Automating the Deployment Process
Flightcontrol provides a build system for projects using either Nixpacks or Dockerfiles to create the build. However, if you have a continuous integration system that builds your Docker images, you can use Flightcontrol to provision your AWS infrastruture and continously deploy those images into your AWS account.
Flightcontrol supports Deploy Hooks (opens in a new tab), which are webhooks your applications can use to trigger a deployment with Flightcontrol.
Let's create a deploy hook for our project.
From the Environment settings sidebar, choose the Deploy hooks tab.
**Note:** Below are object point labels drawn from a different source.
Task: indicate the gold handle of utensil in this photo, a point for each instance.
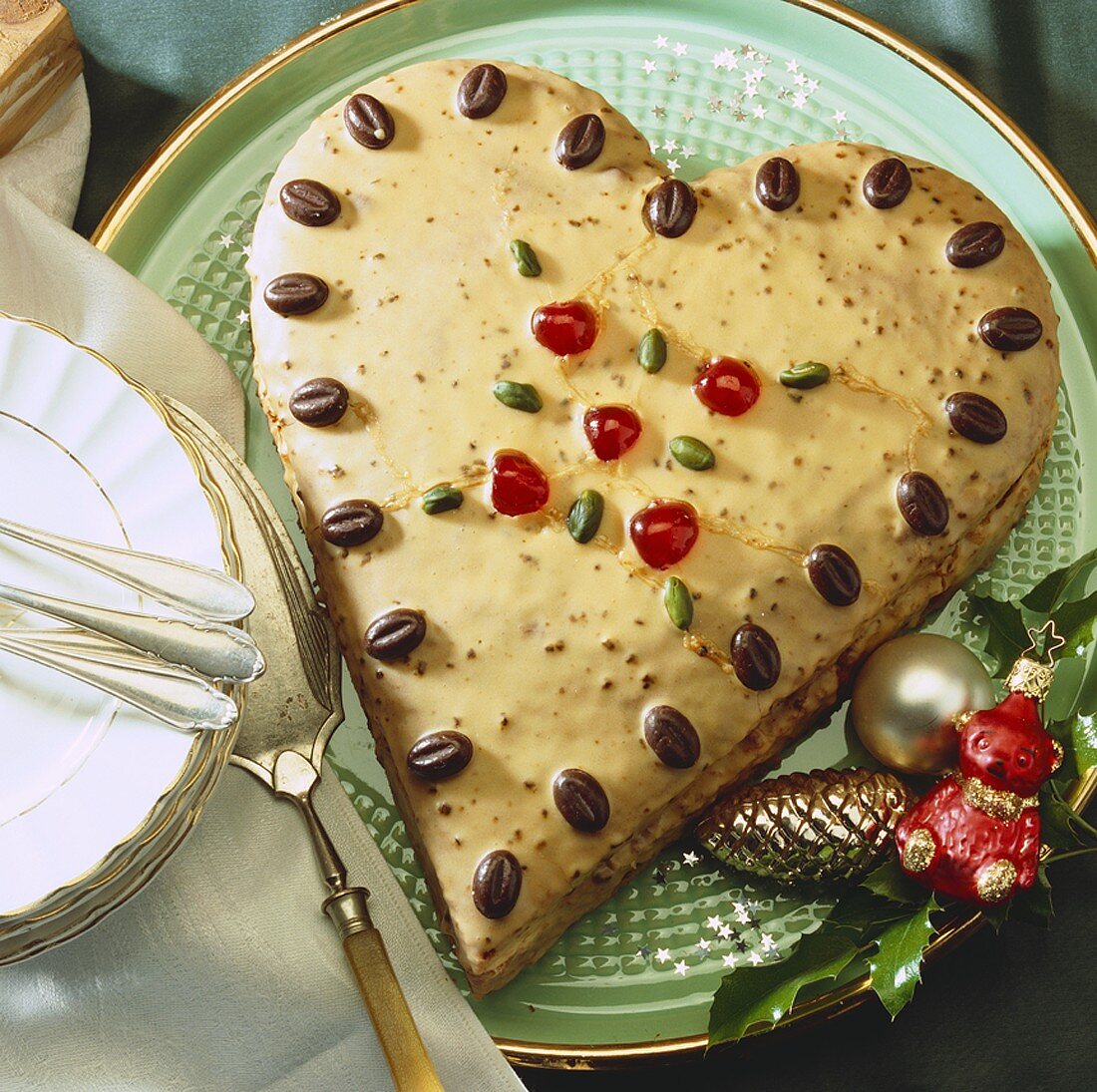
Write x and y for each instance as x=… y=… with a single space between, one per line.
x=410 y=1065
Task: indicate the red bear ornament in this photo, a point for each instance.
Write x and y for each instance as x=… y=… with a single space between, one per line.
x=975 y=836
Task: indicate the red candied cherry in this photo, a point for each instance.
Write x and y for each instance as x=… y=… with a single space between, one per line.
x=664 y=533
x=611 y=430
x=566 y=327
x=518 y=484
x=727 y=386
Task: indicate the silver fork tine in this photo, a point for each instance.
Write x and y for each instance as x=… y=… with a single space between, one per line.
x=192 y=588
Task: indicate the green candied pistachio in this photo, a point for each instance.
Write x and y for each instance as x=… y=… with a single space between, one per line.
x=441 y=499
x=679 y=602
x=805 y=375
x=651 y=351
x=526 y=258
x=692 y=454
x=518 y=395
x=584 y=516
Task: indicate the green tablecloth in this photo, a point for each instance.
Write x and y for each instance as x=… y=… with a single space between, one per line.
x=999 y=1013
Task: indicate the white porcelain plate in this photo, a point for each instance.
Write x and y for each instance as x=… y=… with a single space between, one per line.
x=81 y=454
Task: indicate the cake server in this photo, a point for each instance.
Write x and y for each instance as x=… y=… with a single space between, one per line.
x=288 y=718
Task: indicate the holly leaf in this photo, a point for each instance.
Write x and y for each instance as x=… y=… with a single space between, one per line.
x=1033 y=905
x=891 y=883
x=1075 y=622
x=764 y=994
x=897 y=965
x=1062 y=828
x=1005 y=635
x=1056 y=587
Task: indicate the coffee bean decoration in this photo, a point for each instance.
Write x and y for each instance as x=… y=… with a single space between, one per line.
x=351 y=523
x=834 y=574
x=921 y=503
x=580 y=142
x=482 y=91
x=887 y=183
x=671 y=736
x=755 y=657
x=308 y=202
x=440 y=755
x=496 y=884
x=975 y=417
x=777 y=184
x=975 y=244
x=580 y=800
x=319 y=402
x=1010 y=329
x=295 y=294
x=669 y=208
x=369 y=121
x=395 y=633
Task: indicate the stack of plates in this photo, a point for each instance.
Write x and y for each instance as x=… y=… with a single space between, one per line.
x=95 y=796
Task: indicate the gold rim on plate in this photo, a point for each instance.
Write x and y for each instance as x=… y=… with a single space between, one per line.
x=188 y=789
x=844 y=997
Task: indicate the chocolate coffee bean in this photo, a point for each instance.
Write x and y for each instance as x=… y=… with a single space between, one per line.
x=308 y=202
x=669 y=208
x=395 y=633
x=921 y=503
x=580 y=142
x=887 y=183
x=671 y=736
x=497 y=884
x=351 y=523
x=580 y=800
x=1010 y=329
x=369 y=121
x=295 y=294
x=755 y=657
x=319 y=403
x=777 y=184
x=440 y=755
x=482 y=90
x=975 y=418
x=975 y=244
x=834 y=574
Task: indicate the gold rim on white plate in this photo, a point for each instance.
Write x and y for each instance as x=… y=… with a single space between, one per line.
x=36 y=926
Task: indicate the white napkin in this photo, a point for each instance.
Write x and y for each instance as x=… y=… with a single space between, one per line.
x=221 y=973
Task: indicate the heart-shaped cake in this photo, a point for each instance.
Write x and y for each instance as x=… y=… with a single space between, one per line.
x=612 y=480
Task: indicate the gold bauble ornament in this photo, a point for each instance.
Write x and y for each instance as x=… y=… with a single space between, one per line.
x=830 y=825
x=908 y=696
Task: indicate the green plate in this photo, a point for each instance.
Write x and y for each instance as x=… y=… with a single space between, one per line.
x=710 y=83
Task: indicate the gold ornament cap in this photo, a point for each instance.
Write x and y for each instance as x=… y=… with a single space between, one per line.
x=1033 y=677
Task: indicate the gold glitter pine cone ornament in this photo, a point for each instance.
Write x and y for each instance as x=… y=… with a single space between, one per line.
x=830 y=825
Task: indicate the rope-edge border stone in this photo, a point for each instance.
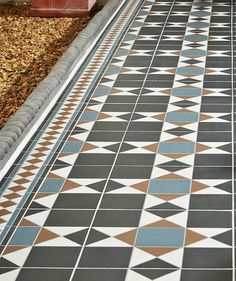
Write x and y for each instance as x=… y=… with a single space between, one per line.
x=13 y=132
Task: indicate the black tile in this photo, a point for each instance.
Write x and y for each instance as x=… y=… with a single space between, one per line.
x=44 y=274
x=121 y=99
x=158 y=84
x=207 y=258
x=114 y=218
x=90 y=172
x=130 y=172
x=213 y=160
x=210 y=202
x=110 y=126
x=122 y=201
x=117 y=108
x=140 y=136
x=52 y=257
x=76 y=201
x=212 y=219
x=135 y=159
x=108 y=257
x=214 y=126
x=216 y=108
x=206 y=275
x=216 y=100
x=100 y=274
x=129 y=83
x=212 y=173
x=214 y=136
x=95 y=159
x=153 y=99
x=145 y=126
x=69 y=218
x=157 y=108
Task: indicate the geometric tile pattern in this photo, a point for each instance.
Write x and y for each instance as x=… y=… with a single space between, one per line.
x=130 y=177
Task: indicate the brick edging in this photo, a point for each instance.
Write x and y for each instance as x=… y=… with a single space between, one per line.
x=19 y=125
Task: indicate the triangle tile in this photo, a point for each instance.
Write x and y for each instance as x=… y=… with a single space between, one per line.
x=45 y=235
x=192 y=237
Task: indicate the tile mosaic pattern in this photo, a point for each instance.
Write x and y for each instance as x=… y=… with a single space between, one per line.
x=131 y=178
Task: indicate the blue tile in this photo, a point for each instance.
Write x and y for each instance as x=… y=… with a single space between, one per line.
x=176 y=147
x=89 y=116
x=196 y=38
x=193 y=53
x=182 y=92
x=24 y=236
x=101 y=91
x=169 y=186
x=72 y=146
x=182 y=117
x=51 y=185
x=155 y=237
x=193 y=70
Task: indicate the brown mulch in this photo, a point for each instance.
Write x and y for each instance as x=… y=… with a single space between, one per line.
x=29 y=47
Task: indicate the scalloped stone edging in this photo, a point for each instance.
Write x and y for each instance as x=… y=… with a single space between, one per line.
x=19 y=125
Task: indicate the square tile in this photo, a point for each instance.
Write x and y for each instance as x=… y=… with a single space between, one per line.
x=160 y=237
x=44 y=274
x=210 y=219
x=69 y=218
x=117 y=218
x=207 y=258
x=90 y=172
x=77 y=201
x=212 y=173
x=206 y=275
x=52 y=257
x=95 y=159
x=210 y=202
x=213 y=160
x=131 y=172
x=122 y=201
x=135 y=159
x=24 y=236
x=108 y=257
x=100 y=274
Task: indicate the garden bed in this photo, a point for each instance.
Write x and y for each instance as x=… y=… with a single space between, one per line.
x=29 y=48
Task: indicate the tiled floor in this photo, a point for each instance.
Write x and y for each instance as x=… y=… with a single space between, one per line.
x=130 y=178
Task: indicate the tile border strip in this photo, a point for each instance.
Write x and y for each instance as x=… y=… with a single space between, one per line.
x=13 y=133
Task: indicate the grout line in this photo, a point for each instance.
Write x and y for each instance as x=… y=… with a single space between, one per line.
x=5 y=235
x=232 y=122
x=121 y=142
x=44 y=114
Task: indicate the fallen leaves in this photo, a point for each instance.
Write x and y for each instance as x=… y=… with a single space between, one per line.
x=29 y=47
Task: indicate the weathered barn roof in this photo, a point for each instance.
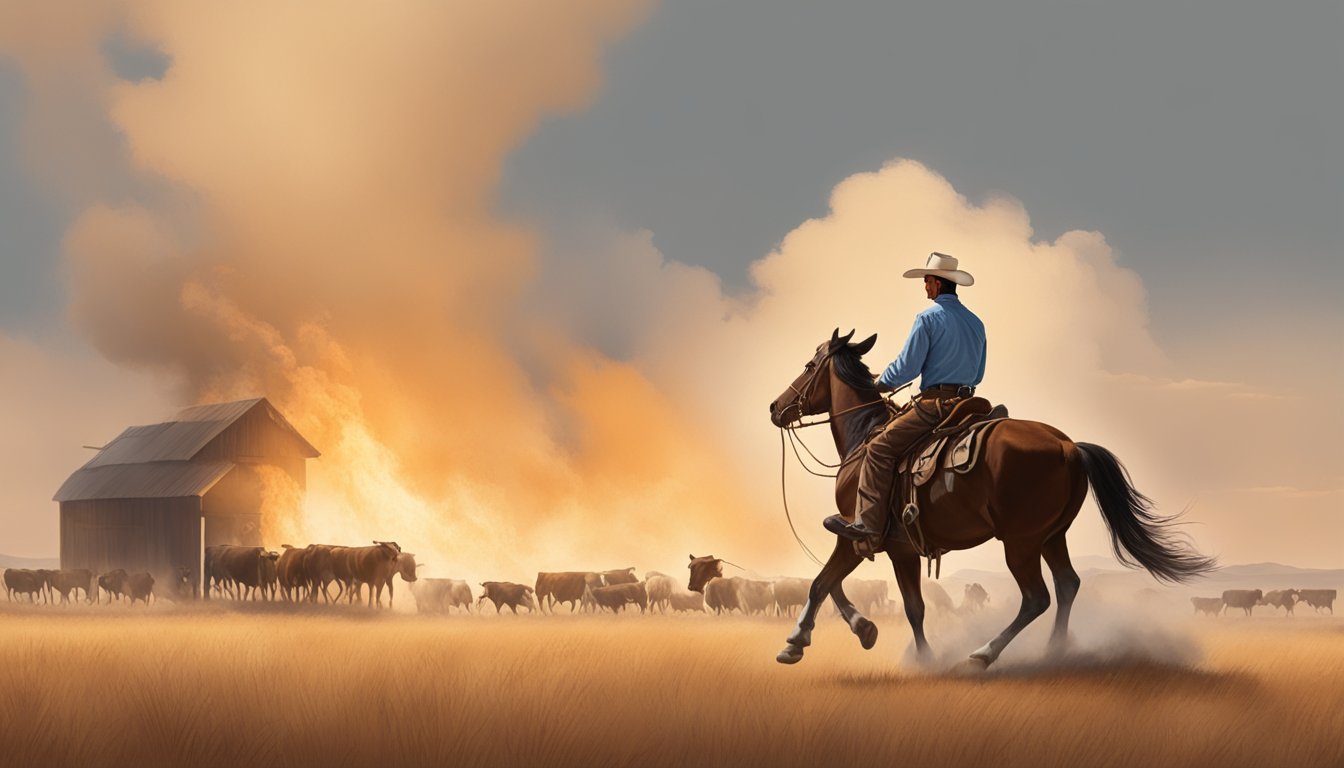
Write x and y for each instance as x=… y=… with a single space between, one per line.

Click the Add new button to display the Create a Deploy Hook dialog.
Fill in a name for your hook, and then click on the Create Deploy Hook button.
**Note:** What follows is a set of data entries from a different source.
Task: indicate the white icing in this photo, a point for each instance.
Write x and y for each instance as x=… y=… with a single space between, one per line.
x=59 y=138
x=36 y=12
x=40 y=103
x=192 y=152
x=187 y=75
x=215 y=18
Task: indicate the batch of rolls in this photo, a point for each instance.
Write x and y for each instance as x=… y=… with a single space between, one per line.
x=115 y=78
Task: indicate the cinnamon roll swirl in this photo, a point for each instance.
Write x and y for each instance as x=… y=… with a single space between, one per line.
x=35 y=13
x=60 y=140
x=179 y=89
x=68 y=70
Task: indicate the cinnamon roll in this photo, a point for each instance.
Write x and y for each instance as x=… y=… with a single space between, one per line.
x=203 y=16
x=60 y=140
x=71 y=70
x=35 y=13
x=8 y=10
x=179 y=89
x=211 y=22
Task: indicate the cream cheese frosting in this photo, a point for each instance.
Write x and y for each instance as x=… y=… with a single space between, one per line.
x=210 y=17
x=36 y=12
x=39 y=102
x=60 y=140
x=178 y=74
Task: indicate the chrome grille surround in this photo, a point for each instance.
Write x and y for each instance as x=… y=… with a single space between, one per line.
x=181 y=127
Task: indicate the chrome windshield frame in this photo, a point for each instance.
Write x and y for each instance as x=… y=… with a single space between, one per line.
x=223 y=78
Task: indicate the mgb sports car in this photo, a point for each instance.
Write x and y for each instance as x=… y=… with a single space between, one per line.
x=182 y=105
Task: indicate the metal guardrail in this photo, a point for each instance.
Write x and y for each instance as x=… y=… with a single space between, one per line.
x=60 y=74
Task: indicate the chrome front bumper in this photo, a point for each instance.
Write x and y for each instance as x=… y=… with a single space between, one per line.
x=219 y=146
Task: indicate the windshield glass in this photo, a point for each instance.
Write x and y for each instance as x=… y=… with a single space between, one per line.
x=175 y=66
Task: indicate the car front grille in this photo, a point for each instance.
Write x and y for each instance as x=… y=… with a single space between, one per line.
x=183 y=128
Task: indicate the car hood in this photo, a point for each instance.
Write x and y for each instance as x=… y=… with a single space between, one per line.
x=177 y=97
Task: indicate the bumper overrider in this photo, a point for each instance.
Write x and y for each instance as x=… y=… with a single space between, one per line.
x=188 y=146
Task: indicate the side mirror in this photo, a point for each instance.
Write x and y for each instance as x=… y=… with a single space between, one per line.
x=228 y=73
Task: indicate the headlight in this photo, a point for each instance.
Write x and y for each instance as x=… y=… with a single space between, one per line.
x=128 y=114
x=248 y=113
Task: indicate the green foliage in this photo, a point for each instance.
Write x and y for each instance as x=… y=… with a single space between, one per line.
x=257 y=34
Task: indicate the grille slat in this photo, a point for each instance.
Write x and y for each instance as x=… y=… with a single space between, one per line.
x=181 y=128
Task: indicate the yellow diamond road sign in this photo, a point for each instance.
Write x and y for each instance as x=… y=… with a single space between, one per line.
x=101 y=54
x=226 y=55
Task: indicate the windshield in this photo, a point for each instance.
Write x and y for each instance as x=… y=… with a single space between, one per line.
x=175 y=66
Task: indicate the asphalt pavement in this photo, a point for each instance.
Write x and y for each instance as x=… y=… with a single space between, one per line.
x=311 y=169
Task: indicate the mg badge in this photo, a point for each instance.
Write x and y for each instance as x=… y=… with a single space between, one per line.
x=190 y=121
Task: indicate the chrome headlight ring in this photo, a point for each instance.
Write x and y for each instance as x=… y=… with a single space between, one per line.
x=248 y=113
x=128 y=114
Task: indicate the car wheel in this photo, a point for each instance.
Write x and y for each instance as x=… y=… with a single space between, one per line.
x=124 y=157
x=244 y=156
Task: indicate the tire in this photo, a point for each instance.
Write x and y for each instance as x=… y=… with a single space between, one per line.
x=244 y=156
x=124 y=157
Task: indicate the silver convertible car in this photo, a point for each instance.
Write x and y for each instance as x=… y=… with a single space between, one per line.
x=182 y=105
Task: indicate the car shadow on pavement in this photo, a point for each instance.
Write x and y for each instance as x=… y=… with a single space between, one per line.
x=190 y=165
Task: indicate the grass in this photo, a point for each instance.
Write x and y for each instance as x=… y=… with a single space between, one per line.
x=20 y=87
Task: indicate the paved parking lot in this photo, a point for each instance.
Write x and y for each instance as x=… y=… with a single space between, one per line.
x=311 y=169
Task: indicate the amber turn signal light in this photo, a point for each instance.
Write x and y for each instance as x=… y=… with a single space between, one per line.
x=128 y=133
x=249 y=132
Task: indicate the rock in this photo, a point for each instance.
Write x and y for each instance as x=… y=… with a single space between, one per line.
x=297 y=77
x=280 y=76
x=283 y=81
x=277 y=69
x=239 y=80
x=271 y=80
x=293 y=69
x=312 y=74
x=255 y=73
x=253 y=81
After naming and creating the deploy hook, you'll see the URL for the deploy hook. You can use this URL to trigger a deployment with Flightcontrol.
Treat the deploy hook URL like a password - anyone with the URL can trigger a deployment with Flightcontrol. If you need to revoke access to the deploy hook URL, you can delete the deploy hook and create a new one.
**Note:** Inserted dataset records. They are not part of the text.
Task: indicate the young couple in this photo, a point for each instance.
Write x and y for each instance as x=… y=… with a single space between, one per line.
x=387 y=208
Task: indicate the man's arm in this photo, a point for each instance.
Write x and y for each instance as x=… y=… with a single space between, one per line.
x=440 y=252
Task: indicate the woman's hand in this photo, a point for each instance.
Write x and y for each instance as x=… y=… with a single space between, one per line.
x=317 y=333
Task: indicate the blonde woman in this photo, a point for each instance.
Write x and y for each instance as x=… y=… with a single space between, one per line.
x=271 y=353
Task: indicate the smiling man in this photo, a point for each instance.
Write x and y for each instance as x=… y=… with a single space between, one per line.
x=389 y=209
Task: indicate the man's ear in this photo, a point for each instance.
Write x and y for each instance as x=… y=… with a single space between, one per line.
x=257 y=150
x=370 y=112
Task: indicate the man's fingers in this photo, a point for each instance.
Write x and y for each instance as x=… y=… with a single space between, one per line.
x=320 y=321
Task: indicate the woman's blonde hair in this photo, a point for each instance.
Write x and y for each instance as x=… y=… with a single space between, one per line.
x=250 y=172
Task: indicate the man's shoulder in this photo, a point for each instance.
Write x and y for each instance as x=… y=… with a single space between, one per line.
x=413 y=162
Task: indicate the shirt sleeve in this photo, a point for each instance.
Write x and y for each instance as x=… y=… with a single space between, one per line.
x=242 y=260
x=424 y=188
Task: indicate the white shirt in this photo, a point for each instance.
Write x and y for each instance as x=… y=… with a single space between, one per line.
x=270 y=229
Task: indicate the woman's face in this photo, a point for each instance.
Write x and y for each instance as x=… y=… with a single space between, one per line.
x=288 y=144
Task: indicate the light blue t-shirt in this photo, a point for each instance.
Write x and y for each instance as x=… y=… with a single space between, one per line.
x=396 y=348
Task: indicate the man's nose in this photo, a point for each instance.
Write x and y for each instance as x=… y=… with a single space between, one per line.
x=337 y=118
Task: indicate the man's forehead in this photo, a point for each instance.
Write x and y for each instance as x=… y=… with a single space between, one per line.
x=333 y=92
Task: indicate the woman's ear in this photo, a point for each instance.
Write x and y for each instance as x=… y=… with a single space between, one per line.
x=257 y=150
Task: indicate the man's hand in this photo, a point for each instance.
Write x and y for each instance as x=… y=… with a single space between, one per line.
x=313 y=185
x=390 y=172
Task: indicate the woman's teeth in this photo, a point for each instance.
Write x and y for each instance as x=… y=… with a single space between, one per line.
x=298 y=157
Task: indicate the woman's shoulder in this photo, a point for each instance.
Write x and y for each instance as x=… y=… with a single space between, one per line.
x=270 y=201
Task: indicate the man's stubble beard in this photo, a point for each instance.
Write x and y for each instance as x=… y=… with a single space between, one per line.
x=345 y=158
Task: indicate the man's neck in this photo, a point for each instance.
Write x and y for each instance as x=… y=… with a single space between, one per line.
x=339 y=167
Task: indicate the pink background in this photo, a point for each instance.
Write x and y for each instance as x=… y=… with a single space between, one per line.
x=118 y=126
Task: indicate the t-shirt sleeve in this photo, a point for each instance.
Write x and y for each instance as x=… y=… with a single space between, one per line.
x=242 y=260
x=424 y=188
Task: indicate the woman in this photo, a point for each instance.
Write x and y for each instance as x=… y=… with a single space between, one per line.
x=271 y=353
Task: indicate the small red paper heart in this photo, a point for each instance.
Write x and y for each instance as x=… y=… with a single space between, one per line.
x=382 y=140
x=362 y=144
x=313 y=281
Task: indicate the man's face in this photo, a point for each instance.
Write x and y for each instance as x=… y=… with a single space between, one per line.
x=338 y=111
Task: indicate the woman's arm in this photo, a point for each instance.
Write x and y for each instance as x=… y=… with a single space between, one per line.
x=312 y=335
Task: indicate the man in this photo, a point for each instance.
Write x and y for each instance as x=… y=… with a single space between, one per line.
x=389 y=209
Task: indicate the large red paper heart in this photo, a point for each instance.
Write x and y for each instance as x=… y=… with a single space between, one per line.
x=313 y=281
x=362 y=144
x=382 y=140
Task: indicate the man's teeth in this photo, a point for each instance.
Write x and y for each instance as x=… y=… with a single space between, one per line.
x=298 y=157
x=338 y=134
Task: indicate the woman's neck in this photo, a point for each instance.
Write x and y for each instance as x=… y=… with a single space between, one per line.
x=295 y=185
You can trigger a deployment with Flightcontrol by sending an HTTP GET request to the deploy hook URL. You can load the URL in your web browser if you want to test it out.
After triggering a deployment, you'll see the deployment in the Deployments section of the envrionment dashboard.
After making a GET request to the deploy hook URL, you'll get a JSON response with the deployment ID from Flightcontrol.